S&WB Turbine Failed As Heavy Rains Flooded City Wednesday Morning
One of the Sewerage and Water Board’s pump-powering turbines was not operational for about two hours as heavy rains swamped the city, Executive Director Ghassan Korban said Wednesday afternoon.
In a statement posted to Twitter, Korban said Turbine 4 (T4) “tripped offline” around 8:52 a.m. But by then, Korban said, street flooding had already begun.
By 10 a.m., there were more than 100 reports of street flooding on Streetwise, the city’s online street flooding and road construction viewer, according to Nola.com | The Times-Picayune.
When it was all said in done, the morning storms dropped 3 to 6 inches, but “the rate is really what caused the issues,” said Robert Ricks, a forecaster with the National Weather Service in Slidell.
How hard did in rain in New Orleans this morning? On average: the 5-min rainfall rate peaked around 0.5 inches and the 1-hour rainfall rate peaked at just under 3 inches. That is very heavy rainfall rates!!! #turnarounddontdrown #lawx— NWS New Orleans (@NWSNewOrleans) June 10, 2020
At its peak the storm dropped anywhere from 3 to 4 inches per hour, Ricks said.
“In our area … probably a couple times a year we get rain rates that much.”
“The bottom line is that was more rain that [sic] our system could handle,” Korban tweeted.
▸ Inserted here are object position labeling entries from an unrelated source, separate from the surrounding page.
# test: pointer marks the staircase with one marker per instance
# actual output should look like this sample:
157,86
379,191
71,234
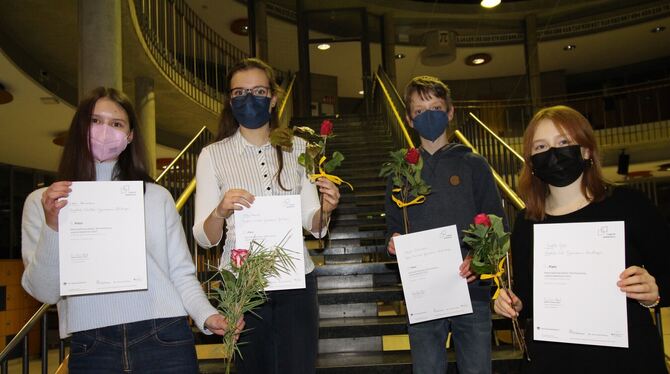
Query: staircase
363,326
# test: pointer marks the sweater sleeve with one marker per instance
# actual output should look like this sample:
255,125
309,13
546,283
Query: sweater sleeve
522,244
182,269
310,205
39,247
486,194
651,235
207,197
394,218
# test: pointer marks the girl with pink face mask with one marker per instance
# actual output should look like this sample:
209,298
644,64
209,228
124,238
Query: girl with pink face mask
135,331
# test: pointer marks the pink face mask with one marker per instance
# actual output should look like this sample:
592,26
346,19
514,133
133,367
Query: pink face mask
107,143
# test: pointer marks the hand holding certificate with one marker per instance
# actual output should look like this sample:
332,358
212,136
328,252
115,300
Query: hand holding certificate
102,239
270,221
429,268
575,296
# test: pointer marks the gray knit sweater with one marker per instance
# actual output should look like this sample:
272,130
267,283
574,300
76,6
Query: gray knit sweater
173,289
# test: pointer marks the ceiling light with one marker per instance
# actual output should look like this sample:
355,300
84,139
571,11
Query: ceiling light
490,3
240,27
664,167
49,100
478,59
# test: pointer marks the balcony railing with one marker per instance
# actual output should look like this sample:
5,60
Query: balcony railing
610,108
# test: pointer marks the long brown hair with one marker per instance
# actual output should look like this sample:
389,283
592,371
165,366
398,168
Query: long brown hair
228,125
569,121
77,162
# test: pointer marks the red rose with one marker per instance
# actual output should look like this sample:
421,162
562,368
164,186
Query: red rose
237,257
326,127
412,156
482,219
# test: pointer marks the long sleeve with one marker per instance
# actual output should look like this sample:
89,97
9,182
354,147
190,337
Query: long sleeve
310,206
182,270
522,244
485,190
650,237
207,197
39,247
393,213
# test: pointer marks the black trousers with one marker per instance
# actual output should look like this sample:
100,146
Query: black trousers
285,338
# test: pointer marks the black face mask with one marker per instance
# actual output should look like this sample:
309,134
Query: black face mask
559,167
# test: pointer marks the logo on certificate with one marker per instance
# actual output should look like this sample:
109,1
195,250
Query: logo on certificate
603,232
287,203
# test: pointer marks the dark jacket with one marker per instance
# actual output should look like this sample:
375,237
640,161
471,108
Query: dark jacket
462,186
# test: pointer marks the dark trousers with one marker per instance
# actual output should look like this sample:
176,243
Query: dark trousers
285,337
154,346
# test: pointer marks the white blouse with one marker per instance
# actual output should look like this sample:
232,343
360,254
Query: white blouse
234,163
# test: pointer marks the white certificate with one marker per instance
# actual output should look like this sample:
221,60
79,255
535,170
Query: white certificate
101,238
429,262
575,296
273,220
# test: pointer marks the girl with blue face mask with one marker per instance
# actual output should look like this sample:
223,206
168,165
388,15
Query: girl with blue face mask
282,335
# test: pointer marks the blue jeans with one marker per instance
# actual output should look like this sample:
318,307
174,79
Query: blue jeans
471,337
282,337
153,346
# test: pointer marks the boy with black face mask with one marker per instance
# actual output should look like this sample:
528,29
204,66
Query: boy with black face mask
462,186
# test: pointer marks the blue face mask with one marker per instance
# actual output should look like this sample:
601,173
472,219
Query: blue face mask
431,124
251,111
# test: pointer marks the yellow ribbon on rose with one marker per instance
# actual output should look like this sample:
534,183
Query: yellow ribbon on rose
401,204
496,277
333,178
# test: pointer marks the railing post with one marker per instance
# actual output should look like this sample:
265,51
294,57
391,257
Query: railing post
26,362
45,348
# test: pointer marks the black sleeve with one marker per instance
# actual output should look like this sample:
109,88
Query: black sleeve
521,249
393,213
651,237
486,194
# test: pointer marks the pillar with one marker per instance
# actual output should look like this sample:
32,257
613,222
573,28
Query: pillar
145,105
100,52
533,62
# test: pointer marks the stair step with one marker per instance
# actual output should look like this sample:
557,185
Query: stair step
360,295
354,269
333,249
361,327
330,282
505,360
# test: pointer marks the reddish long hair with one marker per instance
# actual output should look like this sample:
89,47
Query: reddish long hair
573,124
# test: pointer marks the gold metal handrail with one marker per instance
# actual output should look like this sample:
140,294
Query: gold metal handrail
287,95
181,154
496,137
395,111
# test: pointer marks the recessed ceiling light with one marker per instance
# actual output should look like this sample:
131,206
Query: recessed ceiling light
49,100
490,3
478,59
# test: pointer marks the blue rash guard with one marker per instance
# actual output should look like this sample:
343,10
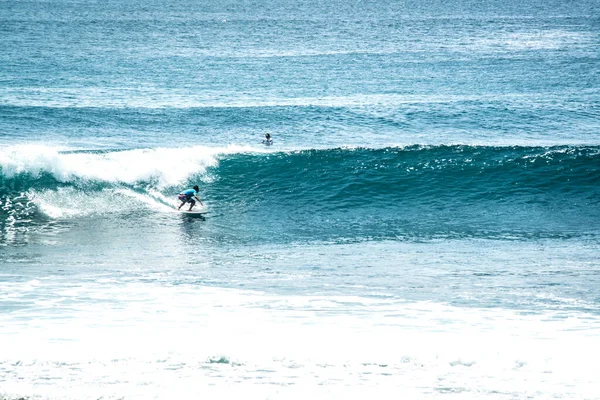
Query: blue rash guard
187,195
The S&WB utilizes a combination of several turbines and generators to power the pumps that ultimately drain the city when it rains. It’s not clear how many pumps were rendered useless when T4 went offline. Korban said the utility was able to reconfigure the power supply “to slow the rising of the water,” and that T4 was back online within two hours.
While not technically part of Tropical Storm Cristobal, the remnants of which have almost reached Canada, Cristobal created the environment for Wednesday’s downpour. The tropical storm brought a lot of moisture into the atmosphere, and when that moisture combined with the Wednesday’s cold front, all the necessary ingredients were there.
“That’s what caused the process to kick in and get the heavy rain,” he said. “These rain rates are very typical of a tropical environment.”
Ricks said the heaviest rain fell in downtown New Orleans, Mid-City and near the lakefront.